How to Iterate Over Rows in Pandas DataFrame

1. Overview

In this quick guide, we're going to see how to iterate over rows in Pandas DataFrame.

Pandas offer several different methods for iterating over rows like:

This article will explain the most common ways.

Note:

Have in mind that iterating over rows is pretty slow operation and not needed in most cases.

There is even warning on Pandas docs:

Iterating through pandas objects is generally slow.

2. Setup

In the article, we'll use the small DataFrame, which consists of several rows:

import pandas as pd

df = pd.read_csv('https://raw.githubusercontent.com/softhints/Pandas-Tutorials/master/data/csv/extremes.csv')

DataFrame looks like:

Continent Highest point Elevation high Lowest point Elevation low
Asia Mount Everest 8848 Dead Sea −427
South America Aconcagua 6960 Laguna del Carbón −105
North America Denali 6198 Death Valley −86
Africa Mount Kilimanjaro 5895 Lake Assal −155
Europe Mount Elbrus 5642 Caspian Sea −28

3. Iterate Using iterrows()

Let's start by method iterrows() from the DataFrame class which iterates over rows and returns pairs of (index, Series).

This is the most popular way for iteration in Pandas DataFrame:

for index, row in df.iterrows():
    print(index, row)

This will result into index of the first row and all values, then the second etc:

0 Continent                  Asia
Highest point     Mount Everest
Elevation high             8848
Lowest point           Dead Sea
Elevation low              −427
Name: 0, dtype: object
1 Continent             South America
Highest point             Aconcagua
Elevation high                 6960
Lowest point      Laguna del Carbón
Elevation low                  −105
Name: 1, dtype: object

Row values are accessible with bracket notation: row['Continent']

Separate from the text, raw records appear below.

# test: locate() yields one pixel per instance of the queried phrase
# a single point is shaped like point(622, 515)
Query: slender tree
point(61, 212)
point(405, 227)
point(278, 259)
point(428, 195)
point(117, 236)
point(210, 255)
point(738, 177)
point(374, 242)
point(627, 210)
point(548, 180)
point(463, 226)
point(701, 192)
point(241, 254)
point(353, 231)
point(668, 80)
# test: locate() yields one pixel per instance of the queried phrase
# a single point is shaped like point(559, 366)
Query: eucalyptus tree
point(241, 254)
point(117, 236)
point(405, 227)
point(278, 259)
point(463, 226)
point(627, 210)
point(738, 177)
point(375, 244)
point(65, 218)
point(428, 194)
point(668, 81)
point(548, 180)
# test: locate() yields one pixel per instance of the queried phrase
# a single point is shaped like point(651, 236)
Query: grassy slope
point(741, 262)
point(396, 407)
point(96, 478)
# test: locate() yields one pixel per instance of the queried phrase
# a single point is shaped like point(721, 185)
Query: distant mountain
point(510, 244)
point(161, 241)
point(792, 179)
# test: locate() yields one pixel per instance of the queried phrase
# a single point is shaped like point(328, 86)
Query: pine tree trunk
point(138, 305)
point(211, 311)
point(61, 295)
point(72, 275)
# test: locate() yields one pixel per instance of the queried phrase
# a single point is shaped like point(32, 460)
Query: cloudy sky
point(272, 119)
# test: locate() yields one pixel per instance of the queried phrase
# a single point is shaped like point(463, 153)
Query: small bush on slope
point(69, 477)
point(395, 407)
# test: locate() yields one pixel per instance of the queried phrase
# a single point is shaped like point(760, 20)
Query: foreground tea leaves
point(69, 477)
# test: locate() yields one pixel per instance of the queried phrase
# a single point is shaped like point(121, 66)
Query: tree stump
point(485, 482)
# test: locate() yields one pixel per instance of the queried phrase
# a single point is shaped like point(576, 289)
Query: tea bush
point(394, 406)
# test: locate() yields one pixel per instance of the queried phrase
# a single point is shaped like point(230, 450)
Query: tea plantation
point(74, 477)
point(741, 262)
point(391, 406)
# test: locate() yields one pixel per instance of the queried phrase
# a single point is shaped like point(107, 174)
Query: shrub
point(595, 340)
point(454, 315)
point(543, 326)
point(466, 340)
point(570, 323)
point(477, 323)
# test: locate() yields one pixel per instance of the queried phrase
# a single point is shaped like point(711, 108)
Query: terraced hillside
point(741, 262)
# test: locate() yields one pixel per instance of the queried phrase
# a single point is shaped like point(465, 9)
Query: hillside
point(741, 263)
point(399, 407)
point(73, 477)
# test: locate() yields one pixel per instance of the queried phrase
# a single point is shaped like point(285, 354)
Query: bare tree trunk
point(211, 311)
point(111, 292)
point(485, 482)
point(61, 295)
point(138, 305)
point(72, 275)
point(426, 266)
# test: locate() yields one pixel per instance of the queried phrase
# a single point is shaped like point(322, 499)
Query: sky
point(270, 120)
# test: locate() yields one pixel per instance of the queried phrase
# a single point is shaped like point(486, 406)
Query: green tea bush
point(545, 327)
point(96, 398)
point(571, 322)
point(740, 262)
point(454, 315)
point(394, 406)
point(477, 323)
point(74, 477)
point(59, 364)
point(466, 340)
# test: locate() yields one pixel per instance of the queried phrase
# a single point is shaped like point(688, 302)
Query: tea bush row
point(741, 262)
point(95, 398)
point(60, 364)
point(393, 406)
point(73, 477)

for index, row in df.iterrows():
    print(index, row['Continent'], row['Elevation high'])

The output is:

0 Asia 8848
1 South America 6960
2 North America 6198
3 Africa 5895
4 Europe 5642
5 Antarctica 4892
6 Australia 4884

The image below demonstrates how the method works:

4. Using df.itertuples()

Another method which iterates over rows is: df.itertuples().

df.itertuples is a faster for iteration over rows in Pandas.

To loop over all rows in a DataFrame by itertuples() use the next syntax:

for row in df.itertuples():
      print(row)

this will result into(all rows are returned as namedtuples):

Pandas(Index=0, Continent='Asia', _2='Mount Everest', _3=8848, _4='Dead Sea', _5='−427')
Pandas(Index=1, Continent='South America', _2='Aconcagua', _3=6960, _4='Laguna del Carbón', _5='−105')

In order to access only the first row we need to use next(iter( - because generator is returned by this method:

next(iter(df.itertuples(index=True, name='Point')))

output:

Point(Index=0, Continent='Asia', _2='Mount Everest', _3=8848, _4='Dead Sea', _5='−427')
Note:

itertuples() have the parameter `name`. If it's missing then the default value is Pandas.

Accessing row data with itertuples() is available by indices - integers or slices:

for row in df.itertuples(index=True, name='Point'):
      print(row[3], row[2])

rows are returned as:

8848 Mount Everest
6960 Aconcagua
6198 Denali
Note:

namedtuples are subclasses of tuples. You can think of them like something between dict and tuple. It adds more features in comparison to tuples.

Check more for namedtuples: collections.namedtuple

5. Faster Iteration over rows

For bigger datasets a faster solution is required. There are many options available if you need to speed up the loop over rows.

For example you can use frameworks like:

  • Dask
  • Modin
    and others like: Vaex, Ray, RAPIDS

Best for pure Pandas is to use vectorization for your operations.

Another option for processing all rows is list comprehensions. In the example below you can iterate over each row and get values for 2 columns:

[print(x, y) for x, y in zip(df['Continent'], df['Highest point'])]

result:

Asia Mount Everest
South America Aconcagua
North America Denali

or applying some function:

def func(x, y):
    return x + ' : ' +  y

result = [func(x, y) for x, y in zip(df['Continent'], df['Highest point'])]
result

result:

['Asia : Mount Everest',
 'South America : Aconcagua',
 ...
 'Antarctica : Vinson Massif',
 'Australia : Puncak Jaya']

6. Conclusion

In this post, we looked at different ways for iterating over rows in Pandas. We focused on basic functionality, but also compared the advantages of different methods.

In general for beginners and medium datasets - df.iterrows() is the way to go. For bigger datasets and more advanced users - itertuples(), list comprehension or custom solution are better.

As usual the code examples are available on GitHub.